RETROUVANT JOHN MADDEN, SON RÉALISATEUR DE MRS BROWN ET DE SHAKESPEARE IN LOVE, JUDI DENCH A EMBARQUÉ POUR LE PLUS FASCINANT DES VOYAGES. RÉCIT D’UN ÉBLOUISSEMENT.

Protocolairement, il s’agirait de lui donner de la Dame Judi Dench. Plus de 50 ans de présence sur les planches et sur les écrans, auréolés de sept Laurence Olivier Awards et de Baftas encore plus nombreux, en ont fait une véritable « british institution », en effet, certifiée par le titre de Dame Commandeur de l’Ordre de l’Empire britannique. Encore que là, alors qu’on la retrouve dans un hôtel londonien, elle n’en laisse rien paraître, modèle de simplicité témoignant du même enthousiasme qu’au premier jour -c’était en 1957, dans le rôle d’Ophélie, sur la scène vénérable de l’Old Vic.
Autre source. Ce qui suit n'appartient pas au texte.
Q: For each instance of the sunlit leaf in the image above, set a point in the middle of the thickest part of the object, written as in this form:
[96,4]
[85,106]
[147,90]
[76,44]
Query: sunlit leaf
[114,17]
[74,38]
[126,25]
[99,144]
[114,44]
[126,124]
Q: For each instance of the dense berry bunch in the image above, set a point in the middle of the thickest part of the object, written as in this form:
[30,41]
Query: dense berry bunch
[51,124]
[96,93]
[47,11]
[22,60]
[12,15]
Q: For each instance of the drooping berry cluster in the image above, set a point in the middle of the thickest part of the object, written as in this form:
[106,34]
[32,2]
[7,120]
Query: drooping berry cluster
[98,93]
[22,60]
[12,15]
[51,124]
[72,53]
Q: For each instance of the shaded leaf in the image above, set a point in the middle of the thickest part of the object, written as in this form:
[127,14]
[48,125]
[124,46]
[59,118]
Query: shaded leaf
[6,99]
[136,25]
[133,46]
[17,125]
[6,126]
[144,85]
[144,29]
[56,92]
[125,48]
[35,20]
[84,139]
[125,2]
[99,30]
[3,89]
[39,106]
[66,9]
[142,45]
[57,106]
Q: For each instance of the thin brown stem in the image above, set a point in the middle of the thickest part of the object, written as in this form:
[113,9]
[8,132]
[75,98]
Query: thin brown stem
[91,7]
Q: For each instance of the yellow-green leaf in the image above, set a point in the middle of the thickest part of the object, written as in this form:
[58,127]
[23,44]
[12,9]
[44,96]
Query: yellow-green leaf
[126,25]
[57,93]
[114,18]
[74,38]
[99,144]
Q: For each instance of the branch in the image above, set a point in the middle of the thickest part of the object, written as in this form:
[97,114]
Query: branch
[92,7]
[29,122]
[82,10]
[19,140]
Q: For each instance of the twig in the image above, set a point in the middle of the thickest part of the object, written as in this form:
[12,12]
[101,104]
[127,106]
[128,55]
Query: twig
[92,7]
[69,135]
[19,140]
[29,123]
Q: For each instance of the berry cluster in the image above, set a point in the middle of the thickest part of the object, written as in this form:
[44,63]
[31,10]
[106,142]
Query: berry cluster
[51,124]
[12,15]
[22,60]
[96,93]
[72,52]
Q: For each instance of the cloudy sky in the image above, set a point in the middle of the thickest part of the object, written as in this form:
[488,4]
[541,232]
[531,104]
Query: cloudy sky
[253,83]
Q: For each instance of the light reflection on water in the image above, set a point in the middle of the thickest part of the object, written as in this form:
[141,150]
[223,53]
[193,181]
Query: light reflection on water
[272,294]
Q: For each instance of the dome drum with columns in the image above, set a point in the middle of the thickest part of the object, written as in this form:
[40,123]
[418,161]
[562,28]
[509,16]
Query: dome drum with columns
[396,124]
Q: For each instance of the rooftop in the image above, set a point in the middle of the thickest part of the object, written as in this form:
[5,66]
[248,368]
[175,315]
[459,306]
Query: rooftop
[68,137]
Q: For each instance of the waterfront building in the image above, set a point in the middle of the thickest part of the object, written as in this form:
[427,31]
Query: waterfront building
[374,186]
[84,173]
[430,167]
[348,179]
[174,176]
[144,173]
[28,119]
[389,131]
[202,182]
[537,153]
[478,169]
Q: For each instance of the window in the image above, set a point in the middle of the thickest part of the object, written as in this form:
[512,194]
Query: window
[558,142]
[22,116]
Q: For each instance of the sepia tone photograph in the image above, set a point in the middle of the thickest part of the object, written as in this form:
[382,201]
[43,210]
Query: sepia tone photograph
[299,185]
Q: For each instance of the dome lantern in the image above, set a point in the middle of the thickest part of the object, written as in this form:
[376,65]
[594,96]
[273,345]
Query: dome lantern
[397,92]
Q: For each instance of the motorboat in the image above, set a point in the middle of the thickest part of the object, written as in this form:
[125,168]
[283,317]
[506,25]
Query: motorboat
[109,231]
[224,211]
Depuis, Judi Dench s’est multipliée sur divers fronts; soit, suivant l’ordre de ses affinités, le théâtre, la télévision et le cinéma -ce dernier, à doses homéopathiques à compter du milieu des années 60, de façon plus soutenue depuis le milieu des années 90. Richard V, Hamlet, Mrs Brown (la première de ses six nominations aux Oscars, dont l’une convertie en statuette, pour Shakespeare in Love), Tea with Mussolini, Iris, Pride and Prejudice, sa filmographie présente, a priori, des contours on ne peut plus classiques. Qu’on ne s’y trompe pas, cependant: depuis 1995 et GoldenEye, elle est aussi l’inamovible M de la série des James Bond -de quoi se poser une nouvelle fois, incidemment, en joyau de la Couronne. A quoi elle a ajouté diverses lignes de fuite, elle qui s’essaya au musical dans Nine, qui s’offrit une apparition dans le dernier Pirate des Caraïbes, et que l’on retrouve aujourd’hui dans The Best Exotic Marigold Hotel, comédie dramatique qui envoie une escouade de seniors anglais couler une retraite moins paisible qu’escompté au c£ur du Rajasthan .

Sous le charme

L’Inde a exercé son pouvoir de fascination sur des générations de voyageurs (sujet d’ailleurs largement repris à son compte par le cinéma, lire ci-dessous), ce n’est pas Judi Dench qui démentira, elle dont le regard s’illumine à sa simple évocation: « E.M. Forster (l’auteur de A Passage to India, ndlr) a dit qu’après avoir voyagé en Inde, la vie n’était plus jamais pareille. J’avais écrit cette phrase au dos de mon journal, me demandant si cela se vérifierait. Et comme le dit à un moment Evelyn, le personnage que j’interprète, l’Inde se révèle un véritable assaut pour les sens. A peine étions-nous arrivés que j’ai eu l’impression d’être sous l’effet d’un charme. » Et d’évoquer, pêle-mêle, la gentillesse des gens, la beauté suffocante de l’environnement, le festival permanent de couleurs et de senteurs, et le bruit extraordinaire, mais aussi, « par-dessus tout, le voisinage de l’opulence la plus grande et de la plus extrême pauvreté ». Soit une expression saisissante du choc des cultures, éprouvé de plein fouet -ce qu’elle a d’ailleurs, pour ce dernier aspect, fait suivre d’effet, puisqu’elle s’est lancée dans un projet éducatif, dont elle vous dit, modeste: « Je tenais à apporter ma contribution, d’une façon ou d’une autre. Même si toute l’aide que l’on peut fournir représente moins d’une goutte d’eau dans l’océan ».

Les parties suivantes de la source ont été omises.